Sさんの周りの英会話の得意な人というのも、会話言語能力は身につけたが、そこから先はまだまだこれからというレベルの人たちだったということでは無いでしょうか。
個人が人の外国語の能力を判断するのに、会話の能力を重視していると思います。
私のフィルターを使って説明しますと。
例えば日常会話/小学生のレベルのインプットフィルターの大きさを20とします。
大人の会話/成人のレベルを100とします。
読むことを中心として勉強してきた我々は、外国語のインプットフィルターが100近くまで形成されているにもかかわらず、会話のトレーニングが少ないことから、アウトプットフィルターは限りなく0に近くなります。
この時、小学生がインプットが20しか無いにもかかわらず、アウトプットが20あると、アウトプットの大きさだけ比較して、小学生の方ができると思いこんでしまう傾向があるということです。
この会話言語能力と学業用言語能力の違いについては、様々な局面でしっかり考える必要があると思います。
例えば、自分が英語を身につけたいと考えるときに、どの能力をどのくらいつけるのか。
小学校での英語早期教育について語るときに、どのレベルを想定しているのか。
私は街中の英会話学校が会話重視のアプローチで、かつそこに通えばしゃべれるようになると宣伝していることについては、非常に否定的ですが、彼らが前者の会話言語能力について話しているのであれば、それは目くじら立てる話ではないのかも知れません。

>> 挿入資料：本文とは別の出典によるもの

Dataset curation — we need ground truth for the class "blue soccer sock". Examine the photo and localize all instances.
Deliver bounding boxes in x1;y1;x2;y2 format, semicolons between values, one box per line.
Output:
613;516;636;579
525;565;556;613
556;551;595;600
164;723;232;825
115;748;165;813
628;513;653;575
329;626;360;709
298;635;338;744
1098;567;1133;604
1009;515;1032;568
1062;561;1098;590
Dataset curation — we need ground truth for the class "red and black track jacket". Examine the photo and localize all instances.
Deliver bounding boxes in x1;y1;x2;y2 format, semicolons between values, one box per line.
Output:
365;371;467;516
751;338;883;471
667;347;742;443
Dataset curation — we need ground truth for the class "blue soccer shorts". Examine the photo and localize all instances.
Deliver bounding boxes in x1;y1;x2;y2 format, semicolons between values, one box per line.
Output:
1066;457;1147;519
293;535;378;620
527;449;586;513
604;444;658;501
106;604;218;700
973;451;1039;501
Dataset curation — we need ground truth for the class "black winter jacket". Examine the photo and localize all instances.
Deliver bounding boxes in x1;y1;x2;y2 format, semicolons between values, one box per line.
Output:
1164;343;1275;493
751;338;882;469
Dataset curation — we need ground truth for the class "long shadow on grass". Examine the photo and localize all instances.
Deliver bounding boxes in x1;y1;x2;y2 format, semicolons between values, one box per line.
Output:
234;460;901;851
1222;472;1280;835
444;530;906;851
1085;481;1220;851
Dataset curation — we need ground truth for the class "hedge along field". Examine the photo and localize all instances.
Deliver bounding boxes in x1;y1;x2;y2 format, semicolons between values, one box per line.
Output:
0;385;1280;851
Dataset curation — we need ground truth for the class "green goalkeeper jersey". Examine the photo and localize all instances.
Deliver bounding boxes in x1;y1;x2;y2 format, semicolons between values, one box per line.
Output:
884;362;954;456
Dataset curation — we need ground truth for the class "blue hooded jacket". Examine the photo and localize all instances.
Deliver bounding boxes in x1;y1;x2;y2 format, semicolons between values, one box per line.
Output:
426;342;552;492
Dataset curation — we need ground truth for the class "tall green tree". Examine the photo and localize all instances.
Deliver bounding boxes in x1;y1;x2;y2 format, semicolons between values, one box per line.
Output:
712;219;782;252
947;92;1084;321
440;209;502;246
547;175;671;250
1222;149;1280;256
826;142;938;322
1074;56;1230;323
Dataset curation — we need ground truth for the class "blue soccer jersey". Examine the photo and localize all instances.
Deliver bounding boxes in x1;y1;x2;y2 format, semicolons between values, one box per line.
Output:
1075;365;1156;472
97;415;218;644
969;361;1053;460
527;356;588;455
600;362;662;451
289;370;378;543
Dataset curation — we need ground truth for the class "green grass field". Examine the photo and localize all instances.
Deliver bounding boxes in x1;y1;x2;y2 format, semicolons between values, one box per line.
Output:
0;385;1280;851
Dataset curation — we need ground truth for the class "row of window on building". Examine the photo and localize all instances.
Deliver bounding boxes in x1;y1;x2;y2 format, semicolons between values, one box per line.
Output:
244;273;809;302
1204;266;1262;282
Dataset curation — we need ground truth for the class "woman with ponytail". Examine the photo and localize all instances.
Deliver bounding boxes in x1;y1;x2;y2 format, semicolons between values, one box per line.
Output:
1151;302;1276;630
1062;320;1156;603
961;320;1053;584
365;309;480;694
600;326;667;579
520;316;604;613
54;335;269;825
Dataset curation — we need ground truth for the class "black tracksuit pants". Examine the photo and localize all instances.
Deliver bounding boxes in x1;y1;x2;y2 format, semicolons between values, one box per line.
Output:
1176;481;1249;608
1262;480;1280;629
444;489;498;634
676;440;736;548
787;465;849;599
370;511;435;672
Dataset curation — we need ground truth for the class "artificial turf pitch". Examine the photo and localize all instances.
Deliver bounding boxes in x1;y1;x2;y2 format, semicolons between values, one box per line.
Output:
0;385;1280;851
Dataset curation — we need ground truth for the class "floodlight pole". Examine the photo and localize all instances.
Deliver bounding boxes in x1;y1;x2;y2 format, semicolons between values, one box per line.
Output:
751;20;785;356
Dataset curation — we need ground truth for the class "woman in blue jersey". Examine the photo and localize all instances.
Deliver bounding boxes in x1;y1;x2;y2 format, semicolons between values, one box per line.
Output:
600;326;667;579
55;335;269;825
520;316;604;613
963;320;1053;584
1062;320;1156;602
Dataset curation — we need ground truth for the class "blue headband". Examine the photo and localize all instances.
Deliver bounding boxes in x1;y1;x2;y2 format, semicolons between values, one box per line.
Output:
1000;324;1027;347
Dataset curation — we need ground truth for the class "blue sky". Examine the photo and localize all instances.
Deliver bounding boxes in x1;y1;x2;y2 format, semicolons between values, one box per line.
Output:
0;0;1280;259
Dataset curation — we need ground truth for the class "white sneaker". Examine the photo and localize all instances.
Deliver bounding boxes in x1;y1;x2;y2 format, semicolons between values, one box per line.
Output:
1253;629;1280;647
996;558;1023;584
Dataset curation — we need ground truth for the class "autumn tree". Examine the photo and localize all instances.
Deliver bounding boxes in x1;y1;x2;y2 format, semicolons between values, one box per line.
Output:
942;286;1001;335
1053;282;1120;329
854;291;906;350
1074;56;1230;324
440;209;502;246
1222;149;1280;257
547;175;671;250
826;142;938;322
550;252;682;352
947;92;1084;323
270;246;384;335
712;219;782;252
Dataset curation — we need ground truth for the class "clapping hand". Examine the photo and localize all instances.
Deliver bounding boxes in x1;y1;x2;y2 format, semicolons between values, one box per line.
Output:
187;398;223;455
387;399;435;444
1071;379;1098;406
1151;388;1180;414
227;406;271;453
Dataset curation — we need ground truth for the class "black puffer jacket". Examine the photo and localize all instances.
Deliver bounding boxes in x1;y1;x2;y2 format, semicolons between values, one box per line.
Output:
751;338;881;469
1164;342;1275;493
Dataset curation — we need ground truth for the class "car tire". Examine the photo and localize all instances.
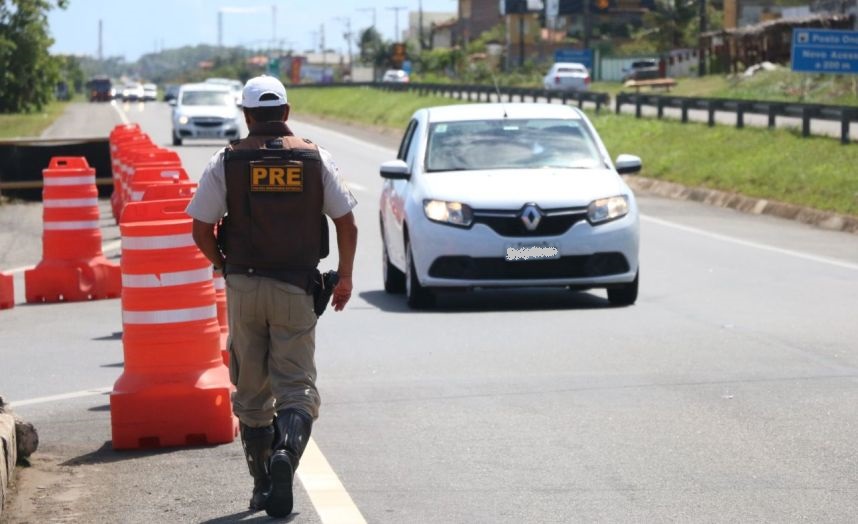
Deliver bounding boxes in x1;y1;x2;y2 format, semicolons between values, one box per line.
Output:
608;269;640;307
405;240;435;309
381;227;405;294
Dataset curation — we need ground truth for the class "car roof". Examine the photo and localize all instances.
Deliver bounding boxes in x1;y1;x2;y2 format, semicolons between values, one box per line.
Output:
180;83;230;92
425;103;581;123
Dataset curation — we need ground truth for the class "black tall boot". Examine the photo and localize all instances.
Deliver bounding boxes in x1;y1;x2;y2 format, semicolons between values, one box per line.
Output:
240;424;274;511
265;409;313;518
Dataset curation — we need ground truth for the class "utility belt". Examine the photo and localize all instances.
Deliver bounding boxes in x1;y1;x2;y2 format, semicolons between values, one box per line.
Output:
223;262;319;295
223;263;340;317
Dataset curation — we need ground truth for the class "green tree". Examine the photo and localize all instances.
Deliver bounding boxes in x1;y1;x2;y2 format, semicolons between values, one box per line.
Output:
0;0;68;113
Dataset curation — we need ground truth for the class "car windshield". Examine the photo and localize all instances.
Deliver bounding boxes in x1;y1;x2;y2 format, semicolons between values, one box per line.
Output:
426;119;604;171
182;91;235;106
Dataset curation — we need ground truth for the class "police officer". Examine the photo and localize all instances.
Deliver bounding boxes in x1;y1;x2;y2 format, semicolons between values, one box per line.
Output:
187;76;357;517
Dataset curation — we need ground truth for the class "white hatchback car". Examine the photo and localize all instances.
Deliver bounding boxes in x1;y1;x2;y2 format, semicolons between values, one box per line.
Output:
542;62;590;91
170;84;241;146
380;104;641;308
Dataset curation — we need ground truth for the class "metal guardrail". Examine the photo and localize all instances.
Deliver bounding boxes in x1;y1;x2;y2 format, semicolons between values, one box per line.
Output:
289;82;611;112
615;93;858;144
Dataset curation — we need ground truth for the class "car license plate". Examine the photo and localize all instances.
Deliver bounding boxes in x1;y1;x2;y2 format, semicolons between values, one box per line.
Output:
506;242;560;262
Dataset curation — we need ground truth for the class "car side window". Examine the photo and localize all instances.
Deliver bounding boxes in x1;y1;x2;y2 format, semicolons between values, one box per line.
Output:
396;120;417;160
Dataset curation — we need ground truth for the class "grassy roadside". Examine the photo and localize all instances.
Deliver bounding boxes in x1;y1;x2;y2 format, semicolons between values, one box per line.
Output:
0;101;74;140
289;88;858;216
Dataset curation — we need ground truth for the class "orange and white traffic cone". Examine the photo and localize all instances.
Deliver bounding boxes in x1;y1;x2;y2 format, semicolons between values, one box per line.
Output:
24;157;122;303
110;200;238;449
0;273;15;309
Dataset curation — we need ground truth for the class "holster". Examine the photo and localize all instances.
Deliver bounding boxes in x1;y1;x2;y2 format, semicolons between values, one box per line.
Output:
313;270;340;317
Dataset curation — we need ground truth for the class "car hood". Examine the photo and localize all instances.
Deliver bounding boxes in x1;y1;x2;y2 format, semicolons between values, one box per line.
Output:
420;168;630;209
176;106;238;118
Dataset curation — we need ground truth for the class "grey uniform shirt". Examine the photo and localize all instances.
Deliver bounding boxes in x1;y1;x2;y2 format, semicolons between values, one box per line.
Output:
186;147;357;224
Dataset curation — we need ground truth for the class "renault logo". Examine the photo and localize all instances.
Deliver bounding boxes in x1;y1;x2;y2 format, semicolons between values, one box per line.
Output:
521;204;542;231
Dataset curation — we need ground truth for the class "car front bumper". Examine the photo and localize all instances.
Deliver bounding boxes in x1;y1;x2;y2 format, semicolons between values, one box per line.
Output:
409;213;639;288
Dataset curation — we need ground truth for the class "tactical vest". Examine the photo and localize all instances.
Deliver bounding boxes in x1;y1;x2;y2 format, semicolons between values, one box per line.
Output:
218;122;327;291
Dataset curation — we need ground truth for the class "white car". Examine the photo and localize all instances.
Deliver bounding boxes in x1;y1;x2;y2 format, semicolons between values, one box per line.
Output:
170;84;241;146
122;82;144;102
381;69;411;84
380;104;641;308
542;62;590;91
143;84;158;102
206;78;244;105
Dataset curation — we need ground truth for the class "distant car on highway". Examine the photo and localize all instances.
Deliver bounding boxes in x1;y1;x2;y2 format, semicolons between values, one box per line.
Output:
542;62;590;91
623;58;661;82
379;103;641;308
170;83;240;146
206;78;244;105
122;82;144;102
86;76;115;102
381;69;411;84
164;84;181;102
143;84;158;102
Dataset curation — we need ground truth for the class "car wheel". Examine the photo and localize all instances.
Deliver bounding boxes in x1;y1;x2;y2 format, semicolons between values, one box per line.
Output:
381;223;405;293
608;270;640;306
405;242;435;309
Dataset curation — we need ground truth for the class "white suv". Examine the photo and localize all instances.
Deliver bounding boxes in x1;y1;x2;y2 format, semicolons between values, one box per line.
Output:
170;84;241;146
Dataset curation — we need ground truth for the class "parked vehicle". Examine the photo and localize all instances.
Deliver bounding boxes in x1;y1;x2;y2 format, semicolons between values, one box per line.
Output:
381;69;411;84
143;84;158;102
542;62;590;91
86;76;115;102
122;82;144;102
170;83;240;146
623;58;661;82
379;104;641;307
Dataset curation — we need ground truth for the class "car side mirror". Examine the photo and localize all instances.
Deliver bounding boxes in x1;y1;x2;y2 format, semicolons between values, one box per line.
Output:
379;160;411;180
615;155;643;175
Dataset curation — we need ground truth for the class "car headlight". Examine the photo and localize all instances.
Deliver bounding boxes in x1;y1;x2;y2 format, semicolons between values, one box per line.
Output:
423;200;474;227
587;195;629;224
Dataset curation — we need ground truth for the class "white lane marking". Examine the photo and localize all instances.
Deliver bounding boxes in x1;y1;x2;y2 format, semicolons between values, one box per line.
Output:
9;386;113;408
110;100;130;126
346;182;367;193
296;438;366;524
641;215;858;271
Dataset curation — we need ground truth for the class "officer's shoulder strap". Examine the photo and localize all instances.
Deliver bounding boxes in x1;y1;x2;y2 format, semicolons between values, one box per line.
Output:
283;135;318;149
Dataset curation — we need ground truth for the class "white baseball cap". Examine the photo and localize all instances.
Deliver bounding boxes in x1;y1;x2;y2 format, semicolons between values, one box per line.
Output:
241;75;286;108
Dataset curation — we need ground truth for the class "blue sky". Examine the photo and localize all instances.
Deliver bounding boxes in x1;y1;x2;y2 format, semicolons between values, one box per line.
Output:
48;0;458;61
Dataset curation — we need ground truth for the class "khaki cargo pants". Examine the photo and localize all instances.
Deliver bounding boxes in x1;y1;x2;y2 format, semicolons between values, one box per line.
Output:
226;274;320;427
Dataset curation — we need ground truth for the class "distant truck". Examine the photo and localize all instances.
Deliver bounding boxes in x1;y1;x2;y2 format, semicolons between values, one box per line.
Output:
86;76;113;102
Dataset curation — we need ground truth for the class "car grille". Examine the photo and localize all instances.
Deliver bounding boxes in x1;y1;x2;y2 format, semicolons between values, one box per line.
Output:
474;207;587;237
191;117;224;127
429;253;629;280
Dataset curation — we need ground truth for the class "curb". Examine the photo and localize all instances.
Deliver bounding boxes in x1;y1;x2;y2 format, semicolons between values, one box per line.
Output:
624;175;858;234
0;397;18;516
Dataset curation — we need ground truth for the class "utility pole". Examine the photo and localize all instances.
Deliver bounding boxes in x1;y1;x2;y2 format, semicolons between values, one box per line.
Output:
358;7;376;29
697;0;706;76
335;16;352;72
387;6;408;42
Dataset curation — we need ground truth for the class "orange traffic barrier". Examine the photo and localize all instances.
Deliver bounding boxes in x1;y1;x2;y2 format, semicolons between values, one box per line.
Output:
117;146;181;220
143;181;197;200
0;273;12;313
24;157;122;303
110;199;238;449
125;166;190;209
214;270;229;366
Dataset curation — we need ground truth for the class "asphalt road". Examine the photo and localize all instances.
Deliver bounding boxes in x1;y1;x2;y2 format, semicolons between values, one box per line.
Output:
0;103;858;524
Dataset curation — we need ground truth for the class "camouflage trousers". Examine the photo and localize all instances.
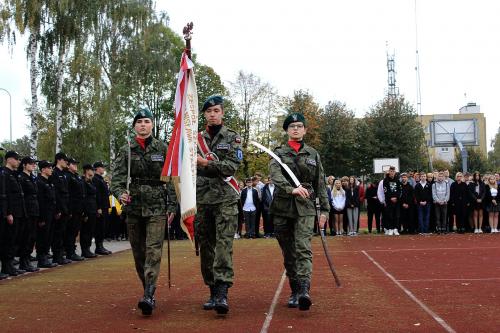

問題は、英会話学校に通う生徒の側に、そこに行けば学業用言語能力が身につくとの誤解があるのではないかということです。
なんだかんだ言っても子供の方が語学習得のスピードは速いでしょうし、彼らが5年から9年かけて学業用言語能力がようやく身につくのであれば、我々大人は、それよりさらに時間がかかるでしょうし、それは決して駅前留学の会話重視のアプローチでは身につかないものでしょう。